A while ago, actor Bruce Willis announced he was “taking a step back” from his career after being diagnosed with aphasic, a disorder caused by damage to regions of the brain involved in understanding and expressing language. Rumer Willis, the daughter of Willis and Demi Moore, revealed in an Instagram post that her father’s diagnosis “is impacting her cognitive abilities. »
Aphasia can make it harder to write, speak, and understand language. Most often, aphasia occurs suddenly after a stroke or brain injury. Sometimes it can also develop over time as a result of a slowly growing brain tumor. The signs and symptoms of aphasia can vary depending on the part of the brain damaged and the extent of the damage. Aphasia can impact expressive language, that is, the ease with which a person can put words and sentences together to communicate orally or in writing, and receptive language, that is, the ease with which a person understands what he hears or reads.
Types of aphasia
There are several types of aphasia, depending on which part of the brain is affected. Here are a few :
This form of aphasia is also called Broca’s aphasia, in which the left frontal area of the brain is affected. Speech is severely affected in people with nonfluent aphasia, often limited to short utterances of less than four words. Vocabulary is limited and sufferers have to make great efforts to form sounds. People with Broca’s aphasia are often able to understand speech and read well, but their writing and speaking abilities can be severely affected.
People with fluid aphasia tend to speak easily and fluently in long, complex sentences, but these sentences don’t make sense or include unrecognizable or incorrect words. This condition, also called Wernicke’s aphasia, robs people of their ability to fully understand spoken language, and they do not realize that others cannot understand them. Wernicke’s aphasia is caused by damage to the left middle side of the brain.

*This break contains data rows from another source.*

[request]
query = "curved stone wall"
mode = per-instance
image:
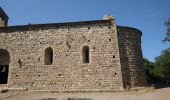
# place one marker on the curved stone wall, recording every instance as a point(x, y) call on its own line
point(131, 57)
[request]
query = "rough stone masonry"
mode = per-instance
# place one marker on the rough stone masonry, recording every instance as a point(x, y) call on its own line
point(82, 56)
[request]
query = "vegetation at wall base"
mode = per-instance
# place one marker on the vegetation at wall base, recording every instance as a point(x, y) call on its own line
point(158, 72)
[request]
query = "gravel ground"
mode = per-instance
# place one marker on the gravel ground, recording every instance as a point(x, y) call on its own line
point(158, 94)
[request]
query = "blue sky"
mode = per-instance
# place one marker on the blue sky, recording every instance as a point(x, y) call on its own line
point(147, 15)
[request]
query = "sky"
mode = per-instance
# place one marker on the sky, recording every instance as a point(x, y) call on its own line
point(148, 16)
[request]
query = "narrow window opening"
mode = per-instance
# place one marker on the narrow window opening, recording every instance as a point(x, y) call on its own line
point(86, 58)
point(48, 56)
point(4, 66)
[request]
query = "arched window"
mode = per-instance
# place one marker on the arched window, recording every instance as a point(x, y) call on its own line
point(4, 66)
point(48, 56)
point(85, 51)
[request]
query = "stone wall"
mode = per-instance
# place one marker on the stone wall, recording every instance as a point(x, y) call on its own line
point(131, 57)
point(26, 46)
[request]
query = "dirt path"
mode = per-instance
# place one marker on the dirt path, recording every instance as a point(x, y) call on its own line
point(159, 94)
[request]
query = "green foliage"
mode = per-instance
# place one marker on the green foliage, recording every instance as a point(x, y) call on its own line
point(167, 37)
point(158, 71)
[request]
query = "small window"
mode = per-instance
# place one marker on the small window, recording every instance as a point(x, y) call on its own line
point(48, 56)
point(85, 51)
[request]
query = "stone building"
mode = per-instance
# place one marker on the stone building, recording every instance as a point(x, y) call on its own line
point(93, 55)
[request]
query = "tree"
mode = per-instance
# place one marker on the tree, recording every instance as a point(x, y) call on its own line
point(167, 37)
point(164, 61)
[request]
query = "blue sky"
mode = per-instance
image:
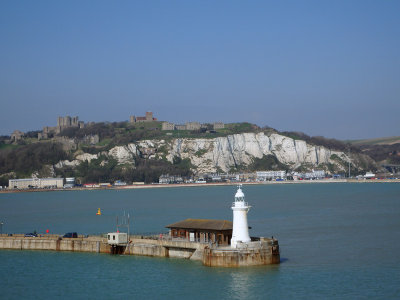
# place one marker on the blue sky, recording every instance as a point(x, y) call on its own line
point(328, 68)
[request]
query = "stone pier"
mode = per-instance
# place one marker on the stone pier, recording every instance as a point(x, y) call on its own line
point(265, 251)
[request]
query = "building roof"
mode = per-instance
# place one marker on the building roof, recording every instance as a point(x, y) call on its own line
point(202, 224)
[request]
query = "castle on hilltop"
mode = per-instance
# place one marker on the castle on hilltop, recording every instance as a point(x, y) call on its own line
point(62, 123)
point(148, 118)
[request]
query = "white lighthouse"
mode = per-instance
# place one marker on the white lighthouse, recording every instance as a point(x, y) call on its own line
point(240, 232)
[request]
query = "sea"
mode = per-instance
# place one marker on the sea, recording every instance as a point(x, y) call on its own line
point(337, 241)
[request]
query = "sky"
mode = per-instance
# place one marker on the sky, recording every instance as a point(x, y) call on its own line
point(326, 68)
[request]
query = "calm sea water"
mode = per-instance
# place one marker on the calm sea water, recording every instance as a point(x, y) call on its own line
point(338, 241)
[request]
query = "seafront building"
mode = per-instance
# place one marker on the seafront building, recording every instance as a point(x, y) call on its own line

This is the most severe form of aphasia, in which affected individuals can say only a few unrecognizable words and understand little or no spoken language. The ability to read and write has disappeared. People with global aphasia have significant brain damage, usually due to a stroke.
Non-fluent mixed aphasia
This condition resembles Broca’s aphasia, in which patients have limited language. But unlike Broca’s aphasia, these patients also have difficulty understanding speech, as well as reading and writing.
This form of aphasia occurs when people are unable to find the words for the things they want to talk about or write, especially nouns and meaningful verbs. Their speech is fluent and grammatically correct, but they speak with vague expressions. They understand speech fairly well and, in most cases, can read.
Symptoms of Aphasia
Aphasia is a sign of an underlying disease, such as a stroke.
Symptoms of aphasia are:
– Speak in short or incomplete sentences
– talking in a way that makes no sense or saying unrecognizable words
– Substitute one word or sound for another
– not understanding what others are saying
– write words or sentences that make no sense.
Main causes of aphasia
Aphasia frequently occurs after brain injury and most commonly after stroke. A stroke is caused either by a blood clot (ischemic stroke) or by bleeding in the brain (hemorrhagic stroke). Blood loss to one area of the brain can lead to damage or death of brain cells in areas that control language. Other, less common causes may be at the root of this condition, including a brain tumor or progressive neurological disease.
Migraine can cause transient aphasia, usually during the aura phase of a migraine attack, which precedes or overlaps with the headache phase.
Treatment usually focuses on improving language and communication skills. Patients can work with a speech therapist on exercises to improve reading, speaking, writing, and comprehension. If unsuccessful, patients can also learn to communicate through other methods, such as pointing to cards with words or pictures, using smartphone apps to facilitate communication or generate speech, or using other types of assistive technologies.